Here are the five key takeaways from this week’s Fed meeting

U.S. Federal Reserve Chairman Jerome Powell holds a press conference following the two-day meeting of the Federal Open Market Committee (FOMC) at the Federal Reserve in Washington, DC, USA, on March 18, 2026.
Kevin Lamarque | Reuters
1. Too much uncertainty
Although no one expects the Fed to cut interest rates, let alone raise them, at this meeting, the market is always looking for clues about the next step. Neither post-meeting statement, nor economic projection update, nor Powell’s press conference did a lot on that front. The statement saw only minor changes, with the “dot plot” witnessing a moderate dovish shift and Powell using some form of “uncertain” more than a half-dozen times.
2. War is a problem
Predicting the future and modeling policy Powell said it is almost impossible for the United States to be at war with Iran. He repeatedly faced questions about the oil shock, mostly emphasizing how much it muddied the Fed’s waters. “What I really want to emphasize is that no one knows,” he said. “The economic impacts could be larger, smaller, much smaller, or much larger. We don’t know.”

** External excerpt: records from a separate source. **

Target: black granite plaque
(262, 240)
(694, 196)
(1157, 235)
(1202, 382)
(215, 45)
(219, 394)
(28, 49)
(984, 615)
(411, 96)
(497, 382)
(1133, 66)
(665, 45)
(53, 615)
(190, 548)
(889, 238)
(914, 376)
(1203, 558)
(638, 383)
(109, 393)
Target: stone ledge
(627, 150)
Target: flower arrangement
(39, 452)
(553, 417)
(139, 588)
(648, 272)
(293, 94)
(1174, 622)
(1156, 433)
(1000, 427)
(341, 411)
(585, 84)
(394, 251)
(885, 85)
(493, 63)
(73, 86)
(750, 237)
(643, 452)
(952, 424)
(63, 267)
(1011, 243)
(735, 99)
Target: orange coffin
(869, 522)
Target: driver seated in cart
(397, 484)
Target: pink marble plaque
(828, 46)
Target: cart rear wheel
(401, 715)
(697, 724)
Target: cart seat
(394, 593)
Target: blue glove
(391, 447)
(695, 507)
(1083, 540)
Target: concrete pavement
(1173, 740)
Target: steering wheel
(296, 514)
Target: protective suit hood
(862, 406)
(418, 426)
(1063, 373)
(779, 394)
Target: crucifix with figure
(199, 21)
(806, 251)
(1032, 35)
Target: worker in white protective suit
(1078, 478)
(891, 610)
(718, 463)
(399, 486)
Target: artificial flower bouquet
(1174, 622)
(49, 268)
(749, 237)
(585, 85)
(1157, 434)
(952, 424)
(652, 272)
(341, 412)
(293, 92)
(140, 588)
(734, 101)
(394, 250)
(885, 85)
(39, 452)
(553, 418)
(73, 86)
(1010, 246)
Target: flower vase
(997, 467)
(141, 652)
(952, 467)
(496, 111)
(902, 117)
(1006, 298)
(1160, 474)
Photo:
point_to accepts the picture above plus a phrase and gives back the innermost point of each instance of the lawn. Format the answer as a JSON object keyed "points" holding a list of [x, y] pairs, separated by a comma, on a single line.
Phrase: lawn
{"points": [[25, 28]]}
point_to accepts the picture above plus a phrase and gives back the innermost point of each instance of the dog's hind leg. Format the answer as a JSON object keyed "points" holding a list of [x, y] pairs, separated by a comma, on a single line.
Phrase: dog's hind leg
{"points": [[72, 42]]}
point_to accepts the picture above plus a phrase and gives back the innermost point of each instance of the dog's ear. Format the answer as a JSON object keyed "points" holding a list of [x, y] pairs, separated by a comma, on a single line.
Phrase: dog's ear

3. Blackouts are coming, but the timing is highly uncertain
The dot plot was still pointing to another outage this year and next year. But the picture resembled a labyrinth rather than a consensus; This underlined how little consensus there was on the Federal Open Market Committee. For example: in 2027One official sees an increase, three see no change from the current level, four expect another cut, six see two more cuts, three predict three cuts, one official sees four cuts, and the final respondent — likely Gov. Stephen Miran — is at five.
4. Powell leaves the door open to stay
At every press conference, Powell is questioned about whether he will remain governor after his term as president ends. Again, he said he hasn’t made up his mind, which of course doesn’t rule out the possibility. But he also said He added that he won’t be going anywhere as long as the investigation into him continues, and will likely remain a “professional president” of sorts until he is confirmed as former Gov. Kevin Warsh’s successor.
5. Powell rejects ‘stagflation’
Don’t use the term “stagflation” around Powell. The president rejected the idea that the U.S. economy is moving forward, with solid growth and a low unemployment rate. It’s the nightmare of the 1970s, despite poor hiring rates and inflation above the Fed’s five-year target. “This is a very difficult situation, but it is unlike anything they faced in the 1970s. [I would] Book ‘stagflation’ for that,” Powell said. “Maybe that’s just me.”
They said this
“The Fed didn’t act today, but it didn’t need to. This is a central bank that’s comfortable waiting, watching and remaining flexible. A projected rate cut tells you it all: The Fed is not rushing, and investors shouldn’t be rushing either.” — Gina Bolvin, President of Bolvin Asset Management Group.
“Although this move was widely expected, it underscores the difficult road ahead for the Fed, which now faces pressure on both sides of its dual mandate to keep employment high and inflation muted. Further complicating matters, Fed leaders often base major decisions on weeks or months of previous data that may not fully capture the magnitude of rapid economic changes, raising the risk that decisions will come too late or be based on outdated assumptions.” — Indeed, economist Felix Aidala.
“Given the interim situation, I expect the committee will try to do as little as possible to avoid ratcheting up the situation before the new Fed chairman takes over.” — Stephen Coltman is head of macro at 21shares.